REPUBLIKA.CO.ID, HEBRON – Pasukan Israel pada Senin (28/9) menutup akses warga Palestina yang hendak memasuki Masjid Ibrahimi di kota Al-Khalil (Hebron) di Tepi Barat selatan dengan dalih untuk hari libur Yahudi.
Menurut koresponden WAFA, dilansir di ABNA, Selasa (29/9), sejumlah besar tentara Zionis dikerahkan di sekitar masjid Ibrahimi dan di sekitar kota tua tersebut.

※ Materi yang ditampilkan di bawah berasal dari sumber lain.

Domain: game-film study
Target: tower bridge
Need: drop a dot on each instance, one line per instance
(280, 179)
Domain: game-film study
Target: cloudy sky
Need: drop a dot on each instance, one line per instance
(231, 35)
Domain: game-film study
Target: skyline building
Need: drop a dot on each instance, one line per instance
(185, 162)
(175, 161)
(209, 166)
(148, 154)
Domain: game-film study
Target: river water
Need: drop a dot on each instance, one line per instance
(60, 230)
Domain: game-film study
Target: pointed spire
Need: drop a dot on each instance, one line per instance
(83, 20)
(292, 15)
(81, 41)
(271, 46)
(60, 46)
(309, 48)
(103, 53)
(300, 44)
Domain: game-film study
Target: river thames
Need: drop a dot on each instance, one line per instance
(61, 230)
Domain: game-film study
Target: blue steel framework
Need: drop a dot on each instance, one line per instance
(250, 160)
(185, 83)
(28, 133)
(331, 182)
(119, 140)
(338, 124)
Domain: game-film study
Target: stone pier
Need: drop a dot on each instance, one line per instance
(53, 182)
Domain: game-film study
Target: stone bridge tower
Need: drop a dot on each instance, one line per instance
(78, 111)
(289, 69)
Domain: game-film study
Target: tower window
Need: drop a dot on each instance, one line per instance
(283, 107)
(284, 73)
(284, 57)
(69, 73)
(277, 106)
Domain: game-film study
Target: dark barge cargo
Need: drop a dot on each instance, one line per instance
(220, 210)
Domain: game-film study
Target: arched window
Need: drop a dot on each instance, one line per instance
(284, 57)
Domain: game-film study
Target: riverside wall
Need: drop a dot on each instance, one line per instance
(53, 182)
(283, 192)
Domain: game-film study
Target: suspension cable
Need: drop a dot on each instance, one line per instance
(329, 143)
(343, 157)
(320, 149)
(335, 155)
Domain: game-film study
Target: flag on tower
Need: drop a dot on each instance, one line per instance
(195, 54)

Pasukan Israel menempatkan pembatasan yang mencekik pada gerakan dan kehidupan Palestina, seiring dengan bersiapnya pemukim fanatik ilegal yang hendak merayakan Yom Kippur.
Direktur Masjid Ibrahimi, Hifthi Abu Sneineh, mengatakan kepada WAFA bahwa penutupan itu mulai berlaku pada Ahad (27/9) sore dan diberlakukan hingga pukul 22.00 pada Senin.
Dia juga menyebut bahwa para pemukim mendirikan tenda di area masjid tersebut. Sementara itu, Anggota Komite Eksekutif Organisasi Pembebasan Palestina (PLO), Ahmad Tamimi, mengecam penutupan tersebut sebagai pelanggaran terang-terangan terhadap warga Palestina dan hak asasi manusia Muslim, termasuk hak atas kebebasan beribadah.
Sebelumnya sepekan yang lalu, otoritas Israel menutup masjid Ibrahimi selama dua hari berturut-turut untuk memberi jalan bagi pemukim ekstremis Yahudi untuk merayakan hari raya Rosh Hashanah, atau Tahun Baru Yahudi.
Sementara 26 tahun yang lalu, pemukim fanatik Israel Baruch Goldstein masuk ke Masjid Ibrahimi dan menembaki jemaah Muslim Palestina. Insiden itu menewaskan 29 orang.
Empat warga Palestina menjadi syuhada pada hari yang sama dalam bentrokan yang meletus di sekitar Masjid sebagai tanggapan atas pembantaian tersebut.
Setelah itu, masjid, yang dikenal orang Yahudi sebagai Makam Para Leluhur, dibagi menjadi dua. Sebagian besar diubah menjadi sinagog. Sementara pengawasan ketat diberlakukan pada orang-orang Palestina dan sejumlah area tertutup sepenuhnya bagi mereka, termasuk pasar penting dan jalan utama, jalan Shuhada.
Diperkirakan 800 pemukim Israel yang terkenal agresif, hidup di bawah perlindungan ribuan tentara di Pusat Kota Al-Khalil. Kota ini adalah rumah bagi lebih dari 30 ribu orang Palestina.
Israel menggunakan nama nasionalis Yahudi "Yudea dan Samaria" untuk merujuk pada Tepi Barat yang diduduki. Hal demikian guna memperkuat klaim palsu atas wilayah tersebut dan memberi mereka lembaran legitimasi historis dan religius.